SNS上では「静かな恐慌」という言葉が飛び交い…好調な米国経済を「張り子の虎」と呼ばざるを得ない理由
金利上昇、学生ローン、就職難、原油価格高騰
消費者が債務を増やしながら支出を続ける状況にも、逆風が吹いている。
ニューヨーク連銀が9月11日に発表した8月の消費者調査によれば、昨年よりクレジットカードの利用やローンを組むのが「難しくなった」との回答は59.8%で、調査が始まった2013年6月以降で最高の数字となった。金利の上昇や銀行の慎重姿勢が災いしている。
学生ローンの返済再開 も個人消費にとって大きな痛手だ。返済再開により連邦政府の歳入が大幅に増加し、8月の財政収支は同月としては異例の黒字(892億ドル)になったほどだ(9月14日付ブルームバーグ)。
一方、人手不足のはずなのに、今年の大学新卒者は昨年と異なり深刻な就職難に直面しているという報道もあり、個人消費を牽引する若年層はダブルパンチに見舞われている状態だ。
「弱り目に祟り目」ではないが、原油価格の上昇も頭の痛い問題だ。
レギュラーガソリンの全米平均価格(9月上旬)は1ガロン(約3.8リットル)当たり3.8ドル強と、年初より約2割上昇している。
バイデン政権はガソリン価格抑制に向けて動き始めているが、戦略国家備蓄(SPR)を既に大量に放出しており、決め手となる対策が見つからないのが実情だ。
エネルギーコストの上昇が消費者の購買力を奪い、1970年代半ばと1980年代前半、1990年代にはリセッションにつながったことから、市場関係者の間で警戒感が広がっている (9月19日付ブルームバーグ)。
今年も年末商戦の時期が近付いているが、実質売上高の伸び率はリーマンショック以来最低になるとの見方が出ている。個人消費も「遅くとも来年初めまでにマイナスに転じる」との予測が有力になっている(9月13日付日本経済新聞)。
労働組合によるストライキが多発
米国経済を押し下げる新たな要因も浮上している。
全米自動車労組(UAW)は9月15日、米自動車大手との労使交渉の決裂を受けてストライキに入った。このように、米国では労働組合によるストライキが多発している。米労働省のデータによれば、今年8月の労働損失日数(労働者が仕事に携わらなかった延べ日数)は410万7900日(暫定値)と23年ぶりの高水準となった。
労働組合の影響力は低下傾向にあったが、息を吹き返している背景には世論の変化がある。
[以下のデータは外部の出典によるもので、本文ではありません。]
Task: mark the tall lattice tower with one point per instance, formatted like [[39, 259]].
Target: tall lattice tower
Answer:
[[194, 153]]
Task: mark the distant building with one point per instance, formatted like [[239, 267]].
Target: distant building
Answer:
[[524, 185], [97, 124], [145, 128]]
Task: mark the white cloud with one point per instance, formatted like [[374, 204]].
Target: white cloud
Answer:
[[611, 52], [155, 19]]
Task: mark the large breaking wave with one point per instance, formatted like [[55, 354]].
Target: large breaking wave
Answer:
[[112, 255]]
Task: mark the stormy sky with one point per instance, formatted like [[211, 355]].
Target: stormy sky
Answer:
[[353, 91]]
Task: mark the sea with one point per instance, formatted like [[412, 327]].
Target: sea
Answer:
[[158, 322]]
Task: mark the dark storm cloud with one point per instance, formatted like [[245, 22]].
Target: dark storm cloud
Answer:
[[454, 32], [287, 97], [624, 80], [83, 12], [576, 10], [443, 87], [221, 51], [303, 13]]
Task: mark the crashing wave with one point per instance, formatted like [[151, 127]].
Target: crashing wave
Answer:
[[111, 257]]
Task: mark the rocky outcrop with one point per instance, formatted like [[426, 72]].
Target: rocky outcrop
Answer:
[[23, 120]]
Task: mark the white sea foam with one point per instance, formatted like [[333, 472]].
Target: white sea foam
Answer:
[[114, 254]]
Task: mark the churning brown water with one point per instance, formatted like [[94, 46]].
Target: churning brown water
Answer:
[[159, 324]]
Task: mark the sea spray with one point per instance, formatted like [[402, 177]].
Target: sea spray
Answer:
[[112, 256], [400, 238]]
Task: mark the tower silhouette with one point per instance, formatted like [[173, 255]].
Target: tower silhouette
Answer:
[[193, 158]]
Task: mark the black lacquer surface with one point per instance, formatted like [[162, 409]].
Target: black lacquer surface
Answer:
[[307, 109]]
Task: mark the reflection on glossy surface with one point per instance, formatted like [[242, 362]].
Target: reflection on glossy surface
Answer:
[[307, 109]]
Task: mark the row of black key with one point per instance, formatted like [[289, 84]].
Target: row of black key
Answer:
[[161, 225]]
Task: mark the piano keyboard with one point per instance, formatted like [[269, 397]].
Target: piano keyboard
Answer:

米国の世論調査・コンサル企業ギャラップの調査によれば、2023年の調査で「労働組合に同意する」と答えた米国民は67%と、リーマンショック直後の2009年の48%から大きく上昇している。
「利益が労働者に公平に分配されていない」という積年の恨みを晴らすかのように、労働組合が要求している賃上げ率が急激に上昇し、市場では賃金インフレを警戒する意識が強まっている(9月19日付日本経済新聞)。